Mitchell, Neil
nubOrd: Seems good. Useful function to have. Shame its not in Data.List, but I understand the reasons for that, and think this is a perfectly sensible choice.
Thanks.
nubWith: Seems bad. A not particularly useful function (other than to write nubOrd), with a fairly confusing name. I have previously used nubWith to mean nubOn (nubOn f = nubBy ((==) `on` f)) with cacheing of the function f. As a name, "with" only means "with additional stuff" - it gives no hint what the additional stuff is.
Were we to keep it, do you have a better naming suggestion? I agree that nubWith is not optimal, but I don't have a great alternative. As you sort of suggest below, maybe nubFilter could work? [The problem starts with the belief of everyone I've ever talked to about it that "nub" itself should have been called "uniq". :-)]
The concept of stop-lists is a little confusing, and then you tell the user they almost certainly want to pass [] every single time - in that case why do they get an option?
One can imagine situations in which you want to accumulate a "stop list" over several runs of the function, but of course nubWith as designed won't let you do that, so that's fail. If they already have a list of things they want pre-stopped, they could pass that in. Imagine a variant of nondescendingSubsequence below in which the accumulator started with 0 instead of the first element, for example. Of course the technical reason the user needs to pass an empty stop list is that we killed the type class that goes with nubWith, so there's no way to know what the empty accumulator of their stop list type actually is.
Also stop-lists have type "b", so stop-unconstrainted-type-variable seems a more appropriate name.
The name "stop list" is a term of art in the algorithm and AI fields, which is why I chose it. I could stick some bib reference in the docs if you thought that would help. In general, the stop list is an accumulator of values that you want to stop after the first one.
The type signature is fairly complex.
I agree. I'd written this off initially for this reason, but other folks on the list seem to be fine with it.
I'm not even convinced that nubWith really is a nub function, and not just some generalised filter - filterState perhaps. In which case you'd want to generalise Maybe b to (Bool,b).
Or to Either b b? Which is preferred in this case?
Can you ever imagine anyone other than nubOrd using nubWith?
Yes. As discussed previously you can get a significant constant factor speedup with nubInt on IntSets if you need it. Also, as discussed previously, you can get a speedup for nubChar by using a mutable array as the stop list. One can also imagine using this in less traditional ways; for example nondescendingSubsequence [] = [] nondescendingSubsequence (e : es) = e : nubWith (\a b-> if (a >= b) then Just a else Nothing) e es
nondescendingSubsequence [1,2,3,2,3,3,4,1,1] [1,2,3,3,3,4]
Is it a genuine utility function people have been crying out for?
IMHO it is a "genuine utility function", whatever that means. It certainly isn't something "people have been crying out for", so if that's the criterion we should omit it.
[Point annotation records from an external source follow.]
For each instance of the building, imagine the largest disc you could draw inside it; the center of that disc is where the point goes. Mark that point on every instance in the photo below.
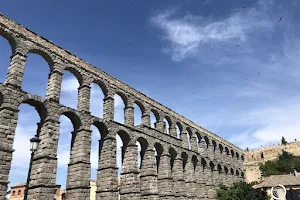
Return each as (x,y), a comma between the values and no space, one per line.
(291,182)
(17,192)
(254,158)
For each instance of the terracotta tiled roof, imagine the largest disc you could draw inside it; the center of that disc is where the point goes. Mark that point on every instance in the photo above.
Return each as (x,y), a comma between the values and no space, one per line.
(286,180)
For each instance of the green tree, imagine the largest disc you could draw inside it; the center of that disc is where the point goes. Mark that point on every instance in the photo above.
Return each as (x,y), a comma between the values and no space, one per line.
(240,191)
(283,141)
(285,164)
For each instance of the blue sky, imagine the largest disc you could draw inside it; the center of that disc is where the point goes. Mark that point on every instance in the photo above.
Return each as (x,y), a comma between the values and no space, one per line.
(230,66)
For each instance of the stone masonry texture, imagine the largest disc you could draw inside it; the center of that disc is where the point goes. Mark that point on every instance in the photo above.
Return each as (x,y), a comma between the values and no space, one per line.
(189,167)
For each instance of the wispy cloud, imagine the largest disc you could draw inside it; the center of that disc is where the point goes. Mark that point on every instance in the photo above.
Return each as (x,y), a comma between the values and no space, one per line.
(188,34)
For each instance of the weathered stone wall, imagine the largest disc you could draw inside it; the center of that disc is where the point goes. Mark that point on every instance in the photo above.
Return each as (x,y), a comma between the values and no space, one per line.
(179,172)
(259,156)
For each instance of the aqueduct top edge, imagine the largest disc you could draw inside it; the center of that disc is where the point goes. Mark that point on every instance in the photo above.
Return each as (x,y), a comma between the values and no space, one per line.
(66,55)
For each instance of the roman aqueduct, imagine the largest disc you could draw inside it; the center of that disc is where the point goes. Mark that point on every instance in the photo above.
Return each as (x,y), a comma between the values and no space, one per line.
(172,167)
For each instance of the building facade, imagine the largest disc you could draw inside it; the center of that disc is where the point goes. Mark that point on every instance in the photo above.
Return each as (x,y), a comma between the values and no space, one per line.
(17,192)
(188,165)
(255,157)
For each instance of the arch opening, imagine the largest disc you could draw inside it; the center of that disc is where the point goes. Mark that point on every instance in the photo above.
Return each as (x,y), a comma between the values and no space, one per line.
(142,147)
(5,54)
(173,155)
(122,142)
(28,125)
(120,103)
(154,118)
(178,130)
(184,157)
(35,78)
(138,113)
(69,90)
(167,125)
(158,152)
(96,100)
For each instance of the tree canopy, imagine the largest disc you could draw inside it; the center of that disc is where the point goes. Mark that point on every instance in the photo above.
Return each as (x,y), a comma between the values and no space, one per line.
(285,164)
(240,191)
(283,141)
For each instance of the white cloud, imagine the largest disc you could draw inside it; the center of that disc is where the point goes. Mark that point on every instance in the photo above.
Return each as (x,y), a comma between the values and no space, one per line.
(188,34)
(70,85)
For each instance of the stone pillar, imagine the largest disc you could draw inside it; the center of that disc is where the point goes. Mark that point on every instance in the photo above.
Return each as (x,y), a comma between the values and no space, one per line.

It just seems churlish to hide it, given that it's sitting in there being a perfectly useful building block for things people do cry out for. I'd guess it would be used about as often as "break", which is in there for much the same reason.
It seems perfectly good to include as a local function in Data.Set to be used to implement nubOrd, but I don't see its value as a standalone export from a very commonly used library full of very useful stuff.
We could move it to live in Data.Set with nubOrd if folks think that it doesn't belong in Data.List. Or we could move them both into their own module, although that seems silly to me given that I can't really think what else goes in there.
So, in summary I think nubOrd is great, and nubWith isn't nub, and isn't great.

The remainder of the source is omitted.